“You didn’t get where you are by taking the easy road,” Ruth said in a weary voice. “Leave the past alone. To know that you think of us is all we need to share your success.”
But Dreema couldn’t let go of her childhood. There were too many memories with too many questions. “My future as a woman depends on how I live with my past.”
She clasped her hands in her lap. “There’s a man in my life now. I think I could have a future with him, but I’m not sure I know how. My fear is that the chaotic life I had with my mother might affect any long-term relationship we may have. That’s the reason I’m so anxious to know everything about her.”
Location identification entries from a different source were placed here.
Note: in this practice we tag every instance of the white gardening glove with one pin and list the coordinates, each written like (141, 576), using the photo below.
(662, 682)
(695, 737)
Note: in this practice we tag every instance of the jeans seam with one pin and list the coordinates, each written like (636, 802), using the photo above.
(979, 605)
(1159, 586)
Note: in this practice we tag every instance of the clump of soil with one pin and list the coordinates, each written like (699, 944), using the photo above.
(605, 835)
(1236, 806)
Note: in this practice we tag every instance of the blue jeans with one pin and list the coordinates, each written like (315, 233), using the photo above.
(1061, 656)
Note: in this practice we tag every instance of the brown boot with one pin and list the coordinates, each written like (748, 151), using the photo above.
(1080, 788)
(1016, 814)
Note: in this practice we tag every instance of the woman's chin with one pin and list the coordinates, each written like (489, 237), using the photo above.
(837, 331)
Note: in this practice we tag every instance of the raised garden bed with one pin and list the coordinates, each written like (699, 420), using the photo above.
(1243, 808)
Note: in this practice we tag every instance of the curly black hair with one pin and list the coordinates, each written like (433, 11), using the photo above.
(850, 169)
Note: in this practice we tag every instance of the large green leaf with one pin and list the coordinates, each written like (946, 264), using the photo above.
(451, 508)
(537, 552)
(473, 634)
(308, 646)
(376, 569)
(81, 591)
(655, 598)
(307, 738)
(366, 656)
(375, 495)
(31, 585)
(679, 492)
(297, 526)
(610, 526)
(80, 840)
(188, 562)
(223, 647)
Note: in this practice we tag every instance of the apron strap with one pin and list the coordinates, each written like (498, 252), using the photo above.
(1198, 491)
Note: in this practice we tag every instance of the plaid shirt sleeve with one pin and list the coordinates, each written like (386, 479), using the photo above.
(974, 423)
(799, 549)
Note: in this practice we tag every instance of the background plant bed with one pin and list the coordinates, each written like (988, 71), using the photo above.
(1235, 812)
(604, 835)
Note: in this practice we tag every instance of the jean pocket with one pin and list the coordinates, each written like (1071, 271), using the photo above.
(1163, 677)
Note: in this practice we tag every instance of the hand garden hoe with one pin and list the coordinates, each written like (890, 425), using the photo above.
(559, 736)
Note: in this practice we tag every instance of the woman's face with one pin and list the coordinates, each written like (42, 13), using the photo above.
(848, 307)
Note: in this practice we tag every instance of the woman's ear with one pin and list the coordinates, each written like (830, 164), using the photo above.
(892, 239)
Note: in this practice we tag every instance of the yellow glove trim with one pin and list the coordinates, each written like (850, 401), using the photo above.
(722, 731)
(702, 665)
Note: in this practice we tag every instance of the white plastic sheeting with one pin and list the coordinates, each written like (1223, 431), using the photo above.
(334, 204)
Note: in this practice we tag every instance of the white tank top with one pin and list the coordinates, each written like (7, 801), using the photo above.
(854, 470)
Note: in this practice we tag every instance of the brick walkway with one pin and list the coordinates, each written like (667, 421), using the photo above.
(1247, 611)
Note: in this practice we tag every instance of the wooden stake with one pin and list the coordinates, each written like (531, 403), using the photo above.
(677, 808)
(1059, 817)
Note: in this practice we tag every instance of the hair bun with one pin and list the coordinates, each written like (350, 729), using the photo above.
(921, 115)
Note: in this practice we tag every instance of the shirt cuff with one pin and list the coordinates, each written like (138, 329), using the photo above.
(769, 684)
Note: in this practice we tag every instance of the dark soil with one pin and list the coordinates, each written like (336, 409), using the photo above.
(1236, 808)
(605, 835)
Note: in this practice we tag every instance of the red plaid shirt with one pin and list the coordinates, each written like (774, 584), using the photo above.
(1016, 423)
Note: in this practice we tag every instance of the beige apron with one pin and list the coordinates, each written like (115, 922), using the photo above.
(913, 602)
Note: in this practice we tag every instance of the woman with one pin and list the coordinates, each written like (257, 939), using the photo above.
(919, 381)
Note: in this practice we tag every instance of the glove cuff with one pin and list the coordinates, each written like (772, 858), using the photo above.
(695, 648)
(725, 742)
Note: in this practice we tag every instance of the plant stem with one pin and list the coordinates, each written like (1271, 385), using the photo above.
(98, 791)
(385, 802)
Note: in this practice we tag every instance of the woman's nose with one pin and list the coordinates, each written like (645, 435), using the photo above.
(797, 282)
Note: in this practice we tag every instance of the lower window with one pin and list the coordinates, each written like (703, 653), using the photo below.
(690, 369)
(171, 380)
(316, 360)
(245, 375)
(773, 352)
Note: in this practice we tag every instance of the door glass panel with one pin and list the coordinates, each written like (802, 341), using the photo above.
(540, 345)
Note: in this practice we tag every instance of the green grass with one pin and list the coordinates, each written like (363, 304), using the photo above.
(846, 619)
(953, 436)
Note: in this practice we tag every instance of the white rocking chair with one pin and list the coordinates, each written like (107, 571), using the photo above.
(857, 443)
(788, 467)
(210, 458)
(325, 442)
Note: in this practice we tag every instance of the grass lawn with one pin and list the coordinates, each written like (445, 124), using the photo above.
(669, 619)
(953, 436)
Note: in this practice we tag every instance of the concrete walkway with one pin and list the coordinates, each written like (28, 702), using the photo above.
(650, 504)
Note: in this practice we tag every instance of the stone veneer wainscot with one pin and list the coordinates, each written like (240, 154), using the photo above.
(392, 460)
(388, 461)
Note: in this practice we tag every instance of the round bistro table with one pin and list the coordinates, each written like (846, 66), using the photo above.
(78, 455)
The air was close and Dreema felt the room shrink. Her cheekbones tingled as she stared down her past. She thought back to how different parts of the neighborhood looked. There were blocks that were definitely going upscale and other areas that were hoping for new tenants, those who paid their own rent and on time. Rehab had not yet come to Ruth’s block. The fact that she was in the same apartment in the same building was amazing. The worn furniture was different but it too had seen better days.
“I want the life I only dreamed about growing up in this neighborhood. The question I ask myself again and again, is, will I ever have that chance.”
“As long as you’re above ground and breathing you can.”
“But I need to get rid of the old garbage.”
“What garbage?”
“Unsettling memories of this neighborhood, these streets, even the smells,” Dreema replied impatiently. “The smell of fried chicken and everything fried hangs in the air.”
Ruth, whose patience was always on a short leash for people who had no reason to whine, put her iron down and drew a weary breath, “The only way the people on these streets know about the kind of life you live is by staring at the shows on black TV stations. It costs a ton of money just to move around your neighborhood. And the smells, well, you’ve overcome them. You eat the same bacon in Manhattan that we eat here and they smell the same when fried. Maybe you don’t eat bacon anymore.”
Fully chastened, Dreema shook her head. “I wasn’t criticizing anything. I need to close doors so then I can go through new ones.”
It was more than ten years after she left home that Dreema first tried to learn the reasons behind her mother’s strange behavior. Her actions were often inconsistent and Dreema never knew why. At times her mother was sharp and seemed to know how to navigate the rivers of life, but then they wouldn’t have enough food and during her earliest years, often no place to stay.
Her godmother, Ruth, who knew her mother from the time they were girls, could fill in all the blanks of her mother’s life. So she’d sought more information from her. Sitting in Ruth’s kitchen, she now pushed for answers. Ruth was still overweight, had difficulty standing and way too much stuff in this tiny apartment. She must weigh close to three hundred pounds now and with the strong smell of grease, she must still be frying everything, Dreema thought as she watched Ruth press the collar of a blouse. Dreema remembered her mother saying Ruth didn’t have a man of her own, so she made food her man. Eating made her feel good.
Dreema had always known her mother was cunning, She could find a way when disaster was just around the corner. Her mother, unlike most of the women around them, seemed to live her life in the same beat, with or without a man. Sometimes Dreema thought they would be better off if her mom had a man to rely on, sometimes. There never was anyone until Sonny. That was a big piece of the puzzle.
During the time he lived with them he was kind and supportive of her mother’s efforts to be a parent. Then one day he just went away and never came back. When she saw him again, her mother was long dead, never having told her why he left. He appeared at her graduation. After the ceremony, their time together was brief. Her excitement with graduation and impending college didn’t leave time to question his whereabouts.
“Your mother really cared for Sonny,” Ruth told her. “She met him in the Laundromat. She put her clothes in the dryer then left to run an errand. When she came back he’d folded all her laundry and placed everything neatly in a plastic bag. There was a note pinned to it, which read, ‘I’d like to do more for you.’ Even I was impressed. I told her to at least check him out.”